Porady, Pomocne wskazówki

Nosidełka dla niemowląt – jak wybrać?

Nosidełka dla niemowląt – jak wybrać

Noszenie maluchów na plecach czy przy piersi jest sposobem sprawowania opieki nad potomstwem u bardzo wielu gatunków ssaków – również człowiek korzystał z niego od stuleci, z jako najbardziej oczywistego i naturalnego sposobu na bycie cały czas w kontakcie ze swoim maleństwem. Sytuacja nieco się zmieniła, gdy pojawiły się wózki i inne udogodnienia, ale rodzice coraz częściej wracają do starych, sprawdzonych rozwiązań w postaci chust i nosideł. Małe dzieci bardzo potrzebują bliskości swoich opiekunów, jest ona dla nich czymś naturalnym i koniecznym – wynika to z mechanizmów ewolucyjnych. Stały kontakt z opiekunem buduje w bezradnym niemowlęciu poczucie bezpieczeństwa i ufność, że jego potrzeby w zakresie karmienia, pielęgnacji i opieki zostaną zaspokojone.

Noszenie w chuście czy nosidełku to jeden ze sposobów, aby dziecko spędzało maksymalnie dużo czasu przytulone do nas, w bezpośredniej bliskości. Jest ono także z wielu względów korzystne także dla rodziców. Pojawiają się wątpliwości, czy ten sposób noszenia niemowlęcia jest odpowiedni dla każdego – co z rodzicami bliźniąt, trojaczków czy osobami, które ze względów zdrowotnych nie powinny dźwigać? Bez obaw – chusta czy nosidełko nie wykluczają używania wózka czy łóżeczka, a w noszenie może być zaangażowane więcej osób z rodziny. Generalnie, ten sposób zachęca całą rodzinę do większego zaangażowania się w opiekę nad dzieckiem, co pomaga we wzmacnianiu rodzinnych więzi i relacji. Każdy rodzic, który w ten sposób zajmował się dzieckiem, potwierdza, że Chustonoszenie dziecka jest nie tylko czymś ważnym dla nich obojga, ale także dostarcza mnóstwo pozytywnych wrażeń obu stronom.

Na początek wybieramy – chusta czy nosidełko?

Na rynku nie brak chust różnych typów i o różnej długości oraz nowoczesnych, ergonomicznych nosideł dla dziecka – mamy chusty długie, krótkie, kółkowe, typu pouch czy do noszenia na jedno ramię. Trudno tutaj pokusić się o uniwersalne kryteria wyboru, ponieważ rodzice mają różne preferencje, a dzieci zmieniają swoje w zależności od stopnia rozwoju – może okazać się, że noszony w chuście maluch w pewnym momencie będzie chciał się „przesiąść” do nosidełka, albo z jakiegoś powodu nasz wybór nie będzie mu odpowiadał.

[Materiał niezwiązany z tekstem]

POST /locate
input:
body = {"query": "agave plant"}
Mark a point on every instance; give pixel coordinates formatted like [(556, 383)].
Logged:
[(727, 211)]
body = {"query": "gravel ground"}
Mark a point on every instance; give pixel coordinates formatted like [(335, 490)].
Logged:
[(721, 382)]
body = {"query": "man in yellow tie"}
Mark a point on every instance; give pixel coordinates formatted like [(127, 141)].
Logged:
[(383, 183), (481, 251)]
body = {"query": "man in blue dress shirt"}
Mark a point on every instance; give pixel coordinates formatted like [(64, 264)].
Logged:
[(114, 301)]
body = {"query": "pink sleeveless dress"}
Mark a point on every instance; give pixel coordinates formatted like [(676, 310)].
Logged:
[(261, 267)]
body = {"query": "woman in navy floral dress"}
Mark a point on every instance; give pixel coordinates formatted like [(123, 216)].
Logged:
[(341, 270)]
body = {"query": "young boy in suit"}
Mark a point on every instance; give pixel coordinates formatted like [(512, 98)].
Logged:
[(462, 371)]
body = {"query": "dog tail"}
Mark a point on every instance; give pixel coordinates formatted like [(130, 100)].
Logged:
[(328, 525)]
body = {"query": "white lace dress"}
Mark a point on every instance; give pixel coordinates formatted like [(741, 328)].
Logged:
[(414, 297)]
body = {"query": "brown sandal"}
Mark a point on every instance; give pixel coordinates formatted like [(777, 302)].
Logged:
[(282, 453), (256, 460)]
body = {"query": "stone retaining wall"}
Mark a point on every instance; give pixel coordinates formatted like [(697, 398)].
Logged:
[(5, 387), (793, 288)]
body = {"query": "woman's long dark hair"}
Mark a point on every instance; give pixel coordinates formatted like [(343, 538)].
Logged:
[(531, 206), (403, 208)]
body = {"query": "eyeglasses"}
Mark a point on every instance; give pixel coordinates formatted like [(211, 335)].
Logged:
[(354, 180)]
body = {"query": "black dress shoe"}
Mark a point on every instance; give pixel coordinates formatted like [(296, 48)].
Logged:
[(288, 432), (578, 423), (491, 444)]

Na początek powinniśmy uwzględnić wiek dziecka – chusta, w przeciwieństwie do nosidełka, nadaje się dla młodszych maluszków, które nie potrafią jeszcze samodzielnie siedzieć. Nie sprawdzi się natomiast w przypadku starszaka, który energicznie zaczyna eksplorować świat, wierci się, kręci i szuka ujścia dla swojej ruchliwości – na tym etapie nie ma co liczyć, że będzie tkwił spokojnie na naszym ciele, zamotany w chustę.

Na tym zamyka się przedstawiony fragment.